Microchip introduced in 1996 a version of KeeLoq ICs which use a 60-bit seed. If a 60-bit seed is being used, an attacker would require approximately 1011 days of processing on a dedicated parallel brute force attacking machine before the system is broken.

===Side-channel attacks===
In March 2008, researchers from the Chair for Embedded Security of Ruhr University Bochum, Germany, presented a complete break of remote keyless entry systems based on the KeeLoq RFID technology. Their attack works on all known car and building access control systems that rely on the KeeLoq cipher.

The attack by the Bochum team allows recovering the secret cryptographic keys embedded in both the receiver and the remote control. It is based on measuring the electric power consumption of a device during an encryption. Applying what is called side-channel analysis methods to the power traces, the researchers can extract the manufacturer key from the receivers, which can be regarded as a master key for generating valid keys for the remote controls of one particular manufacturer.

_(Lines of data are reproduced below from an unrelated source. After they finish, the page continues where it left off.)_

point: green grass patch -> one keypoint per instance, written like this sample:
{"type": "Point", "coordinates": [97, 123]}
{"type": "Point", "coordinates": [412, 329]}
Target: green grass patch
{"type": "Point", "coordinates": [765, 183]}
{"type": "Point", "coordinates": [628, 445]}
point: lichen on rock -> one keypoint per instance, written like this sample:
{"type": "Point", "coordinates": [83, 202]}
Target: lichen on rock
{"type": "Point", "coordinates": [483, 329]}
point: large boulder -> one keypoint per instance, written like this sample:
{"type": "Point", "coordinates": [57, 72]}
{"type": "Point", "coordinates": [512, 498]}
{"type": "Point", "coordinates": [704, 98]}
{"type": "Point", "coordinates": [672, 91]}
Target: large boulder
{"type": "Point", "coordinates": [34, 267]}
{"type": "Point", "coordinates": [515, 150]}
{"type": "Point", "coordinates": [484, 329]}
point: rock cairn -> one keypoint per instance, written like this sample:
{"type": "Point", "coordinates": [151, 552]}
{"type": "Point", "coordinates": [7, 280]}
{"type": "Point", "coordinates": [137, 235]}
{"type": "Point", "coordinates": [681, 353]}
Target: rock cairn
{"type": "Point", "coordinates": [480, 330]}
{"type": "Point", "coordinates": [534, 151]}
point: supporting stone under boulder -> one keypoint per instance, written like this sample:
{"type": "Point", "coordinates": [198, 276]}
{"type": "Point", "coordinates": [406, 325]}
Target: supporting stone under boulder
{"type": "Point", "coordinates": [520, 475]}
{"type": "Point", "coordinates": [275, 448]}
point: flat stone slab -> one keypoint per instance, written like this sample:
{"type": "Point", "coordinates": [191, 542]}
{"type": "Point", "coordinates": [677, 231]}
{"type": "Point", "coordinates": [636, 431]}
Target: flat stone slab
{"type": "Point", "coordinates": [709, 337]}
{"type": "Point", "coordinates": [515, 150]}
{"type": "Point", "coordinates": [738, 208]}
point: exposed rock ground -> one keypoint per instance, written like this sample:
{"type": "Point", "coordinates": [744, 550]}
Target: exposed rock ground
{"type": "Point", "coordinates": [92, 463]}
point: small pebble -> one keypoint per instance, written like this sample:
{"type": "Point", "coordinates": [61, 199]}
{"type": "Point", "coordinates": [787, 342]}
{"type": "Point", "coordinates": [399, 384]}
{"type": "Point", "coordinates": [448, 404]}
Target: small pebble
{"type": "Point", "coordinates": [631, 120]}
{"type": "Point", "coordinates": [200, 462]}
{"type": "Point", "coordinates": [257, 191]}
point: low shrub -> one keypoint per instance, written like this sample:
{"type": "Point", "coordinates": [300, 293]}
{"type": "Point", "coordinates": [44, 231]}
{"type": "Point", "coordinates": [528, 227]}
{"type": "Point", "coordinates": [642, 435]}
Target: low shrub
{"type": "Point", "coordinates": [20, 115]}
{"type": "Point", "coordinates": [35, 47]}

Unlike the cryptanalytic attack described above which requires about 65536 chosen plaintext-ciphertext pairs and days of calculation on a PC to recover the key, the side-channel attack can also be applied to the so-called KeeLoq Code Hopping mode of operation (a.k.a. rolling code) that is widely used for keyless entry systems (cars, garages, buildings, etc.).

The most devastating practical consequence of the side-channel analysis is an attack in which an attacker, having previously learned the system's master key, can clone any legitimate encoder by intercepting only two messages from this encoder from a distance of up to 100 m. Another attack allows one to reset the internal counter of the receiver (garage door, car door, etc.), which makes it impossible for a legitimate user to open the door.